A structure can be attached to first sequence of the MSA with ``msa.attach_structure(structure, 0)``. If you don't provide a sequence number, the program will attempt to find a
matching sequence using ``msa.search_sequence()`` - this requires that the structure not have any sequence mutations.
Multiple structures can be attached to the same sequence and can be accessed with ``msa[0].structures``; if a single structure is attached, this will be found at ``msa[0].structures[0]``.
The structure's sequence will be automatically aligned to its sequence in the MSA and the corresponding
MSA positions to each position in the structure can be accessed with ``structure._alipos``, which is used in functions such as ``distance_difference``.
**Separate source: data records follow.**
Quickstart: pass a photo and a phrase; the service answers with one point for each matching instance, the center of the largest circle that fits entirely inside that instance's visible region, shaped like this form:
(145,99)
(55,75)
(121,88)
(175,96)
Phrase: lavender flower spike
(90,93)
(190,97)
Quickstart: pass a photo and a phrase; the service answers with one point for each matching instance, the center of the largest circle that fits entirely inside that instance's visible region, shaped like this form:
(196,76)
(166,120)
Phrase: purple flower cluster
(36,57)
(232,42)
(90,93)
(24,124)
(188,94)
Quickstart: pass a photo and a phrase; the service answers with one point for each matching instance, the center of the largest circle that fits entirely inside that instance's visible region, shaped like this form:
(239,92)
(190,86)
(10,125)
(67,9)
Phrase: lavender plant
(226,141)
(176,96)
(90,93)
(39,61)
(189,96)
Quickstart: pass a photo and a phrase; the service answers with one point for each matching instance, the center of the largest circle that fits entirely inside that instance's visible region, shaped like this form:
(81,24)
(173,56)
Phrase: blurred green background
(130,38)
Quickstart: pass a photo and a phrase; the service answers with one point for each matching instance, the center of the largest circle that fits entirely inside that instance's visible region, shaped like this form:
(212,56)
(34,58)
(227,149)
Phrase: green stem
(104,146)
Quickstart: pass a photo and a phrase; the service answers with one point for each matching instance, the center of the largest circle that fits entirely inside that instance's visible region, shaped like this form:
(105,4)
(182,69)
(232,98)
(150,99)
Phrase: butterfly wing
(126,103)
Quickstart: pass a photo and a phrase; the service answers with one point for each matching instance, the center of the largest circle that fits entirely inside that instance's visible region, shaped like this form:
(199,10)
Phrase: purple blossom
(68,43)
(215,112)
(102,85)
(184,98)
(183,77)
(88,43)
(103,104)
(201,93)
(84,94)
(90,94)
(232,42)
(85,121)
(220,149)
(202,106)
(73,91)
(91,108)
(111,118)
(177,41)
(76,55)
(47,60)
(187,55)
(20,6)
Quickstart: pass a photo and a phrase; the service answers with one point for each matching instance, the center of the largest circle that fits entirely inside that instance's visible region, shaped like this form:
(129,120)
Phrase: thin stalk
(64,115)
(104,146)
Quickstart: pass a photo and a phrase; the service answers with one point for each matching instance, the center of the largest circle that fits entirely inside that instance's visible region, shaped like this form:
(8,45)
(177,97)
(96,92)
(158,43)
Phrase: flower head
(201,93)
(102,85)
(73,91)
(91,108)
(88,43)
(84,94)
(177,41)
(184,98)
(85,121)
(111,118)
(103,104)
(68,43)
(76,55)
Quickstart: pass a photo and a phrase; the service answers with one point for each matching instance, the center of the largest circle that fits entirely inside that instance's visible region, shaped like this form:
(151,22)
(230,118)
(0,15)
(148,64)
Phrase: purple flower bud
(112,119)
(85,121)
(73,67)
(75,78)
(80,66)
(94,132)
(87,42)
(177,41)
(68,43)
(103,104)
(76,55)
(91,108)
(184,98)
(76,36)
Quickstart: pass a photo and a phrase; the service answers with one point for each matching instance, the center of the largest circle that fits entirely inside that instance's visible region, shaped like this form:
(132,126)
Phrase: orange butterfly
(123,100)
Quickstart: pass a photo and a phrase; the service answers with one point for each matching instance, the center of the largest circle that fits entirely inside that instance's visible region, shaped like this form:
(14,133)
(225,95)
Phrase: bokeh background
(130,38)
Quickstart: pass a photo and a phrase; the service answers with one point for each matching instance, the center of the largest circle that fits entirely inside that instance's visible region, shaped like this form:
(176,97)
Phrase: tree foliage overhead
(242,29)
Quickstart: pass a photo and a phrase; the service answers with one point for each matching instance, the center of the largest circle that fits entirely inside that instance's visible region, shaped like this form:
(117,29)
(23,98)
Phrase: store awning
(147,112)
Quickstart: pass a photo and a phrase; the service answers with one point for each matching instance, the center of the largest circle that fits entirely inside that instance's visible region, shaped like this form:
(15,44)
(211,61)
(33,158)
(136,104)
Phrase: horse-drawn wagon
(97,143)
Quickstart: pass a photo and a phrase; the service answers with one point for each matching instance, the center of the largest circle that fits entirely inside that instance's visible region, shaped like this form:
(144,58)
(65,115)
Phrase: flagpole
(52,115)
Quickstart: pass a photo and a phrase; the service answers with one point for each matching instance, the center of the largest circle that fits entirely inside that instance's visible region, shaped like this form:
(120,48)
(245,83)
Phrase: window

## Attaching phylogenetic trees to a sequence alignment
A phylogenetic tree with terminal ids matching the ids in the sequence alignment can be loaded as follows:
```
tree = Phylo.read("example_tree.nwk", "newick")
msa.attach_tree(tree)
```
Both the tree and the MSA's sequence records will now gain new attributes. For each sequence record that corresponded to a branch in the tree, that branch can
now be accessed as ``record.branch``. For each branch in the tree, the index of its corresponding sequence is stored in ``terminal_node.nseq``. In order to select a
portion of the MSA based on a clade in the tree, you can call e.g. ``msa.subset_by_clade(msa.tree.clade[0][0][1])``.
One note to keep in mind is that if you subset the sequences in the MSA, it will pass along the branch attributes but not automically correct the ``nseq`` values in
the tree or prune the tree to contain only the sequences in the new MSA. This can be done, however, by calling ``msa.fix_tree()`` on the new alignment; it is only not
implemented by default because for larger alignments this may be relatively slow.